Let me restate it:  that's four roast dinners plus leftovers; three pre-prepared Chinese meals (just add veg and rice); nine large chicken breasts (250g each) which will make nine stir-fries/ risotto/pasta dishes or curries; five assorted beef stews or curries; 8 meals of minced beef and other possibilities; three of chicken livers; plus a bag of "I don't feel like cooking what have we got to eat?".

It will take us through to December by my reckoning.  Sometimes my ability to stretch out food amazes even me.  Of course, we eat the odd vegetarian meal - less frequently than you'd think - and a reasonable amount of fish (maybe 2lb a month if you include tinned tuna and pilchards), but we don't go hungry by any stretch of the imagination.  Nor do we eat out a lot.

Hmmm..... Do you remember back in October when I was toying with doing a Wartime Experiment but wondered about whether we could survive the food rations?  Dealing with the meat ration was really what was putting me off trying the experiment.  Well, www.whatsthecost.com's  UK inflation calculator tells me that £200 today is the equivalent of £3/17/9 in 1941 money (£3, 17 shillings and 10 pence).  In 1941, the meat ration was 1s2d per week.  Therefore, I reckon I've just bought 15 weeks' worth of meat ration for two people.  Food for thought.

- Pam








* More to the point, since I have done at least 40 hours unpaid overtime since the start of May, which includes unwilling working 5 hours on Saturday and our timesheet week runs Saturday to Friday, I told my bosses that I was booking that time in my regular 40 hours and not working today.  (At my grade, I can't claim paid overtime.)

Sunday, 2 June 2013

Stopping for breath

Hello.  How was your weekend?  Mine was very productive.  This is the first weekend since the start of May that I didn't have work to do, and I made the most of it.  Friday, I finished work at 12, then met a friend for lunch and a very l-o-n-g chat (lunch finished at 6pm!).  Saturday, we went to the farm shop, the supermarket, then hit the garden.  Today, I collected Howard from the airport, cleaned the house, cooked up a batch of base, prepared dinner for tomorrow night as well as tonight. I even snatched an hour or so sitting in the garden today, knitting and listening to the cricket on the radio.

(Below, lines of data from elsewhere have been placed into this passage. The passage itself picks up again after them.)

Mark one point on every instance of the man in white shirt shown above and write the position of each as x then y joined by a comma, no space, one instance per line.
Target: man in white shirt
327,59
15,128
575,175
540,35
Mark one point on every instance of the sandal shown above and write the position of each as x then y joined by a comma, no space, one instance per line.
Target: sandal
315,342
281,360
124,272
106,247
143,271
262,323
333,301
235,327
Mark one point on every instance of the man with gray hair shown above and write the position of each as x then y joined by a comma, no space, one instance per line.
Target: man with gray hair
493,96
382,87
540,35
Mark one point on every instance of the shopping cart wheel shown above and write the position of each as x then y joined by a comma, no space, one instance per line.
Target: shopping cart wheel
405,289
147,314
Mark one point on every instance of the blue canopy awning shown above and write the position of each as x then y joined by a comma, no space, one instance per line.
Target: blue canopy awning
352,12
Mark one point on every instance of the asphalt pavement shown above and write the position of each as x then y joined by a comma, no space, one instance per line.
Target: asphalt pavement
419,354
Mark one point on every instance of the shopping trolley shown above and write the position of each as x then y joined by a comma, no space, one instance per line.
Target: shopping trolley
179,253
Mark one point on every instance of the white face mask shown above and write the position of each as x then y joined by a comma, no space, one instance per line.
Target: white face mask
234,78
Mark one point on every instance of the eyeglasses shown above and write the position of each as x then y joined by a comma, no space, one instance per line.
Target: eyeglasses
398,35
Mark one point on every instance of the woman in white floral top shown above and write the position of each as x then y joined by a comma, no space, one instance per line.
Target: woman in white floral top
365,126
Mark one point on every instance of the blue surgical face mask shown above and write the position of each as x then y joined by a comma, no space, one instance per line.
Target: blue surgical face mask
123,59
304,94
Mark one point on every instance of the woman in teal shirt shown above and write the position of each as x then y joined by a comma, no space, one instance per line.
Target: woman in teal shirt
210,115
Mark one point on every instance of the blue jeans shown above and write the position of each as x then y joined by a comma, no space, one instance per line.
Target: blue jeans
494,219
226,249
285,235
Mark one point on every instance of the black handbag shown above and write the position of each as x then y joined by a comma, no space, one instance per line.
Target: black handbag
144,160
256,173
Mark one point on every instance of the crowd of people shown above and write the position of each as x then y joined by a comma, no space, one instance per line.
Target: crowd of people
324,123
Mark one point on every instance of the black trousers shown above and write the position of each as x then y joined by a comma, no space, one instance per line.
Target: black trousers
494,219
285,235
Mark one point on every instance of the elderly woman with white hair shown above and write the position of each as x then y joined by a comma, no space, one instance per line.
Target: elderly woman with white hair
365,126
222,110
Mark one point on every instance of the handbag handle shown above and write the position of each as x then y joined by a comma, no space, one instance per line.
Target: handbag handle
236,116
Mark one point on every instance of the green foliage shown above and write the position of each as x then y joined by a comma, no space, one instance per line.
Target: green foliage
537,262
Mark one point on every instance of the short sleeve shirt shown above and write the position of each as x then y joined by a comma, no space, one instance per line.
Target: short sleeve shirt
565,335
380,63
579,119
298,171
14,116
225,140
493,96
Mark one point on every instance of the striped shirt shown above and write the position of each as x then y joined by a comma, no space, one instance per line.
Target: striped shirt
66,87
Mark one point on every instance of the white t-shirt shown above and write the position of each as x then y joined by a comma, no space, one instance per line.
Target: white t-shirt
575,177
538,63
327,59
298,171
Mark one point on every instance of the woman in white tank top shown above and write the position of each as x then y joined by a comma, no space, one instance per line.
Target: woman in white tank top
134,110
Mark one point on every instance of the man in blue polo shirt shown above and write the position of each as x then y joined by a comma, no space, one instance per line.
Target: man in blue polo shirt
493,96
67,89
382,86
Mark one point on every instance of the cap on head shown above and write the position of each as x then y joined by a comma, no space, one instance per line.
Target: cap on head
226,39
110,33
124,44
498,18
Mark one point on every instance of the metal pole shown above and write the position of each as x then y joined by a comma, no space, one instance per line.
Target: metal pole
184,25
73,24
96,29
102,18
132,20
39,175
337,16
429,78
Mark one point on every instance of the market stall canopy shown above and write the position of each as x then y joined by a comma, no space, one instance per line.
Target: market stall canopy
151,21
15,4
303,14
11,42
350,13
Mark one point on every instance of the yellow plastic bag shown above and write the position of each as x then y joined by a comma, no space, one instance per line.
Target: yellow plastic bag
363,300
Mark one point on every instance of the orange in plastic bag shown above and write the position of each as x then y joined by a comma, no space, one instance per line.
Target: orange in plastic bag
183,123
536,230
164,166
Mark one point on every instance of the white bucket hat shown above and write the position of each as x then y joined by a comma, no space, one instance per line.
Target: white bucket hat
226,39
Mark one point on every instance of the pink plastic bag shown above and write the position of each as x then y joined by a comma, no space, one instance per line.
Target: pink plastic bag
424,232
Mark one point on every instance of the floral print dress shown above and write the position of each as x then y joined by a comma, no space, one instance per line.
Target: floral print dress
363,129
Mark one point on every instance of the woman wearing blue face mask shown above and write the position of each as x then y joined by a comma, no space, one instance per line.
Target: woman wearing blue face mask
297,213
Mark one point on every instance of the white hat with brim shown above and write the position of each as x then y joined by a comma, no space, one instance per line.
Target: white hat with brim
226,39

It might not sound like a completely fun weekend, but compared to the previous few it was bliss.  I've spent so much time working in May, that just getting a few hours to potter around the house was lovely.  There are two bank holidays in May, after the first - Monday 6th May - I worked 50 hours in 4 days.  You know how I normally work half days on Fridays?  Well, I left the office that Friday after 9pm.  We went on holiday on the Saturday - Malaga in Spain, I may tell you about it sometime - got home the following Saturday at 4pm and by 6pm, I was back logged on and worked until midnight.

And so the cycle continued. Early mornings.  Late evenings. Back and neck rigid with tension. Two more weeks. Two trips to Glasgow.  Two reviews with the Big Boss.  Final submission date was Thursday.  I went home on Thursday night, leaving my work laptop in my desk, feeling lighter than I had even while on holiday.   And being able to take this weekend off was a joy - housework or not.  We haven't quite finished, tomorrow has the potential to be nasty but, thanks to this weekend, I can face the day relaxed.

I hope your weekend has left you in a similar state.